There have long been theories on what it meant, and whether it was constructed in such a way as to convey a larger narrative. In the end, however, “Revolution 9” remains as big a mystery today as it was the moment it appeared on the Beatles’ 1968 self-titled album. The eight-minute Stockhausen-esque sound collage, released as that project’s penultimate track, was constructed using tape loops, samples and live vocals beginning on May 30, 1968 and continuing through June 21. John Lennon and Yoko Ono were the principal architects, with additional sounds from George Harrison and George Martin.
As brash and off-putting as it can sometimes be, the song is really the complete realization of a series of Lennon’s tape-loop experiments that began on several earlier songs — including “Tomorrow Never Knows,” from 1966’s Revolver and (more famously) in the outros for “Strawberry Fields Forever” and “I Am The Walrus.” Yet Lennon never gave any complete explanation for orchestrating this extended noise-based composition. That, coupled with the fact that it grew out of an extended coda for the song “Revolution,” had some thinking it represented some sort of post-apocalyptic storyline — including, sadly, the murderous Charles Manson.
Ono, in a new fan Q&A, puts to rest that idea by framing the song’s creation in far simpler terms: “It was like cooking up a great meal,” she says. “We just did it.”
Whatever its genesis, Lennon wasn’t close to finished with this musique concrète style, continuing to fiddle with it for years over a trio of subsequent ambient-sound duo recordings with Ono. (The most famous moment, perhaps, from the period was when they called back and forth over a range of emotions — and their own pulses — during the entirety of Side 1 of 1969’s The Wedding Album.) This overtly experimental period, in fact, lasted until 1972 when Lennon staged, along with Ono, a series of outsider art exhibits, books, recordings and stunts.
Still, Lennon never had a more complete realization of these concepts, and certainly never had one that ended up in more people’s every-day lives. Each sound on the convoluted, but fascinating “Revolution 9” appears to represent an instrument or group of instruments. The rising emotions have a power that suggests the dying of a life, or the end of time. Throughout, a recurring theme is found in the words “number nine,” and no small amount of mythology has built up around it, even if the bulk of the Beatles’ core fanbase never really understood Lennon’s vision here.

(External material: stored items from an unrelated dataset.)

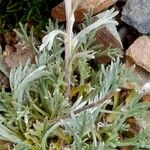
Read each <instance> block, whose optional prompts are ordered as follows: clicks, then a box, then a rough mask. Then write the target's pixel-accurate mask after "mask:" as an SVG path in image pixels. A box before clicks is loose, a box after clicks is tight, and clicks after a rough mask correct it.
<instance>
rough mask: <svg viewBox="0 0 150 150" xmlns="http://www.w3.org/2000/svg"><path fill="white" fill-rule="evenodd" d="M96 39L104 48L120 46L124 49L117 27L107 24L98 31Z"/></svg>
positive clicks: (104, 49) (96, 35) (111, 47)
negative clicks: (117, 29) (121, 42)
mask: <svg viewBox="0 0 150 150" xmlns="http://www.w3.org/2000/svg"><path fill="white" fill-rule="evenodd" d="M96 40H97V42H98V43H99V44H101V45H102V49H103V50H105V49H106V48H108V47H110V48H120V49H122V43H121V40H120V37H119V34H118V32H117V30H116V27H115V26H113V25H111V26H109V25H107V26H105V27H103V28H101V29H99V30H98V31H97V32H96Z"/></svg>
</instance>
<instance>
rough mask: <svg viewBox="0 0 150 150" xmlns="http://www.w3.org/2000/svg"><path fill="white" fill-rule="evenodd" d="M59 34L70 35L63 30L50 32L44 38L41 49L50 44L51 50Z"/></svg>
mask: <svg viewBox="0 0 150 150" xmlns="http://www.w3.org/2000/svg"><path fill="white" fill-rule="evenodd" d="M58 34H62V35H64V36H65V37H68V36H67V34H66V33H65V32H63V31H61V30H54V31H52V32H50V33H49V34H48V35H46V36H45V37H44V38H43V39H42V45H41V46H40V51H42V50H43V49H45V47H46V46H48V50H51V48H52V45H53V41H54V38H55V36H56V35H58Z"/></svg>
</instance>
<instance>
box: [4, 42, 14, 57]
mask: <svg viewBox="0 0 150 150" xmlns="http://www.w3.org/2000/svg"><path fill="white" fill-rule="evenodd" d="M15 52H16V48H15V46H14V45H6V46H5V50H4V52H3V57H7V56H9V55H11V54H13V53H15Z"/></svg>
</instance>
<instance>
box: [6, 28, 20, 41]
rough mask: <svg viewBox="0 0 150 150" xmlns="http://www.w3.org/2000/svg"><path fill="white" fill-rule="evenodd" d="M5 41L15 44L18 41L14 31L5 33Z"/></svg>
mask: <svg viewBox="0 0 150 150" xmlns="http://www.w3.org/2000/svg"><path fill="white" fill-rule="evenodd" d="M4 36H5V41H6V43H7V44H16V43H17V42H18V40H19V39H18V36H17V35H16V33H15V32H14V31H12V32H7V33H6V34H5V35H4Z"/></svg>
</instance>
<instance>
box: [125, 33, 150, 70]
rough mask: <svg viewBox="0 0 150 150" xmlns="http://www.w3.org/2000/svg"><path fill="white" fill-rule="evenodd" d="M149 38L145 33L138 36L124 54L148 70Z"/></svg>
mask: <svg viewBox="0 0 150 150" xmlns="http://www.w3.org/2000/svg"><path fill="white" fill-rule="evenodd" d="M149 50H150V38H149V37H148V36H146V35H143V36H141V37H139V38H138V39H137V40H135V42H134V43H133V44H132V45H131V46H130V47H129V48H128V50H127V52H126V55H127V56H128V57H129V58H130V59H131V60H132V61H133V62H134V63H135V64H136V65H138V66H140V67H142V68H144V69H145V70H147V71H148V72H150V52H149Z"/></svg>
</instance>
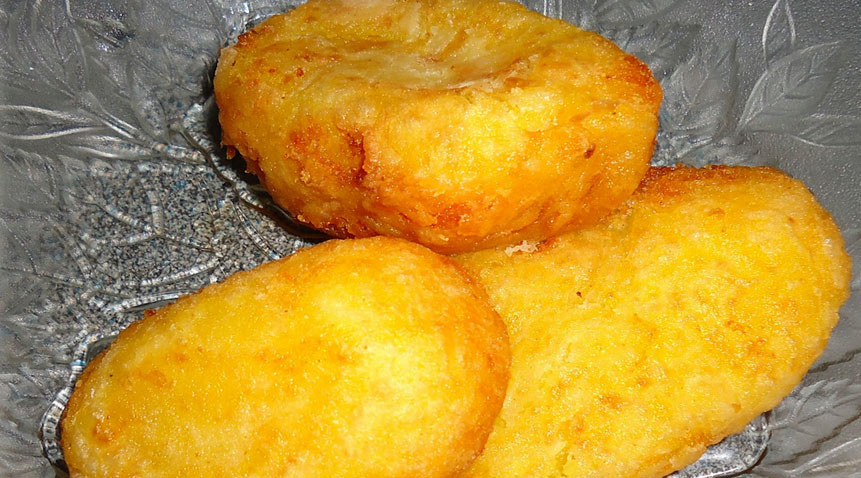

They should have. It was seen back then as off-puttingly avant-garde, and maybe is now, too. Still, it’s easy to connect this tune — messy, unformed, completely stream of consciousness — with the first flowerings of punk. In that way, even though it’s not necessarily listenable in the context of the Beatles’ renowned pop perfection, “Revolution 9” remains a powerful argument for Lennon’s frisky genius.